「ベンチャー企業はマネーゲームの対象になりがちだけど、企業は本当に社会の役に立つと心から信じる事業で収益を上げるのでなければ、事業をやる意味はない。企業の品格の問題だ」と言い切る。その考えに到達したのは、徹底的に資料を読み込み、真摯(しんし)に地道に調べあげる湊さんの評論活動の影響によるものだ。
「文芸が一番高尚、他はくだらないなんて批判・否定的な発言ばかりを父から聞くが、裏打ち作業をしてきている。ものの見方は違っていても、そこは尊敬してるんです」(日野稚子)
≪メッセージ≫
自分の好きなことにとことん取り組む姿勢を学びました。飲み過ぎに気をつけて母さんと長生きしてください。
【プロフィル】川村湊
かわむら・みなと 昭和26年、北海道生まれ。

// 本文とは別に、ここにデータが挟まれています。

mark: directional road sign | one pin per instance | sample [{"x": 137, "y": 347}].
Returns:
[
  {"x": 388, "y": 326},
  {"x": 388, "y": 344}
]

49年3月、法政大学法学部卒業。55年、『異様(ことよう)なるものをめぐって-徒然草論』で群像新人文学賞を受賞、文芸評論家として活動を開始。平成2年、法政大学第一教養部助教授などを経て、11年、同大国際文化学部教授。平林たい子文学賞、伊藤整文学賞、読売文学賞などを受賞。
【プロフィル】川村ミサキ
かわむら・みさき 昭和53年、千葉県生まれ。東京大学文学部卒、法政大学工科大学院修士課程修了。平成18年、「ねこじゃらし」を創業し、代表取締役に就任。